By Frederik Pleitgen, CNN
A NATO oil tanker on fire on October 6. Convoys have been repeatedly attacked n recent days.
A NATO oil tanker on fire on October 6. Convoys have been repeatedly attacked n recent days.
  • NEW: Drone strike kills 4 in tribal region
  • Gunmen set the truck on fire, then shoot the occupants
  • Convoys have come under repeated attack in recent days
  • The Pakistani Taliban says it has set up a special unit to attack U.S. interests
  • Pakistan
  • NATO
  • Afghanistan

(CNN) -- Militants in Pakistan's tribal region attacked a truck carrying supplies for NATO troops in Afghanistan -- killing the driver and his assistant, officials said Friday.

Gunmen opened fire and threw petrol bombs, setting the truck and its container on fire, said Muhammad Arshad Khan, a senior government official in Khyber Agency. They then fatally shot the occupants of the truck, Khan said.

The torched truck was part of two-truck convoy headed toward the Torkham border crossing. The second truck was not damaged in the incident.

Pakistan had closed off the crossing after U.S. helicopter strikes across the border killed two Pakistani soldiers. But it was reopened Sunday. It is the main land route for NATO supplies crossing from Pakistan to Afghanistan.

Convoys have repeatedly come under militant fire in recent days.
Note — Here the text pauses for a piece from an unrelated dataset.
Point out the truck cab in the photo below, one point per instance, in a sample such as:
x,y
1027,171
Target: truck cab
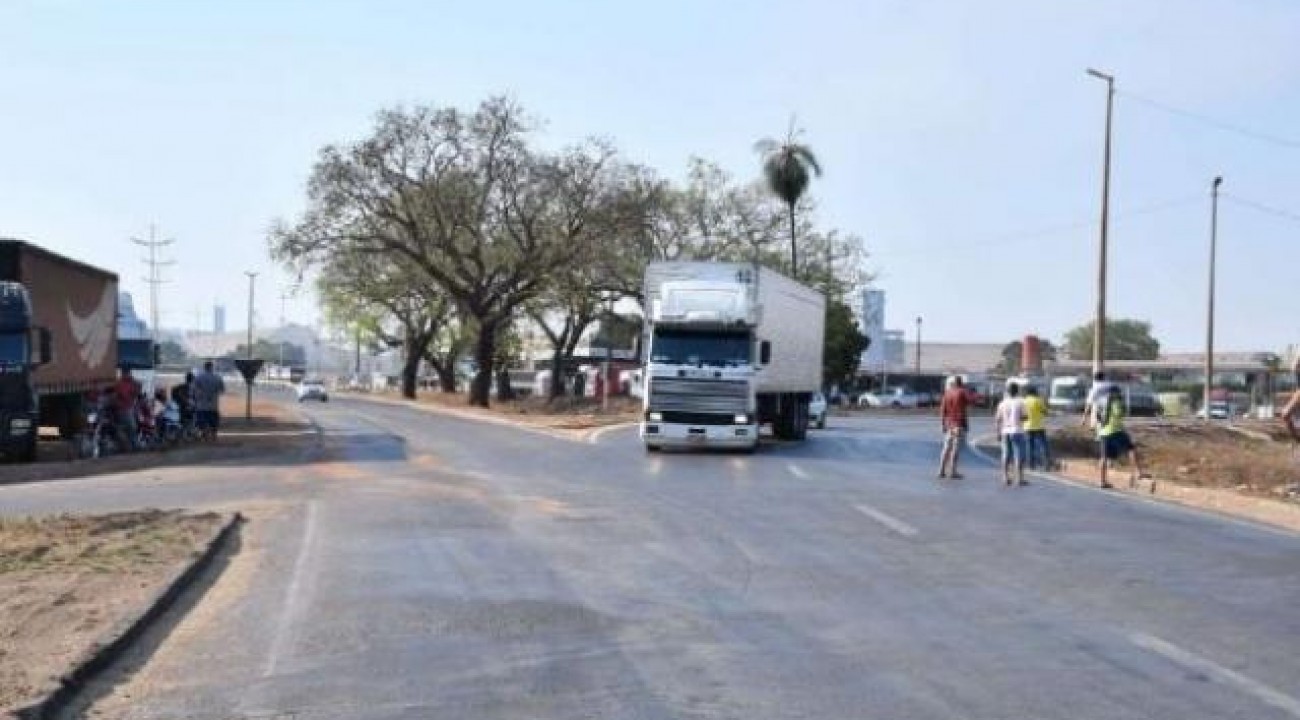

Since October 1, at least six people have been killed in attacks on supply vehicles -- in addition to the latest casualties.

The convoys are generally operated by contracted Pakistani firms, using Pakistani trucks and drivers.

The Pakistani Taliban has claimed responsibility for some of the attack, saying they were in retaliation for drone strikes.

The group said it has set up a special squad to hit U.S. interests in Pakistan, especially NATO supply efforts.

The latest suspected drone strike came Friday when four alleged militants were killed in North Waziristan, two Pakistani intelligence officials said.

Two missiles hit a vehicle in the area of Machi Khel in the district -- one of seven in Pakistan's volatile tribal region bordering Afghanistan.

The intelligence officials asked not to be named because they are not authorized to speak to the media.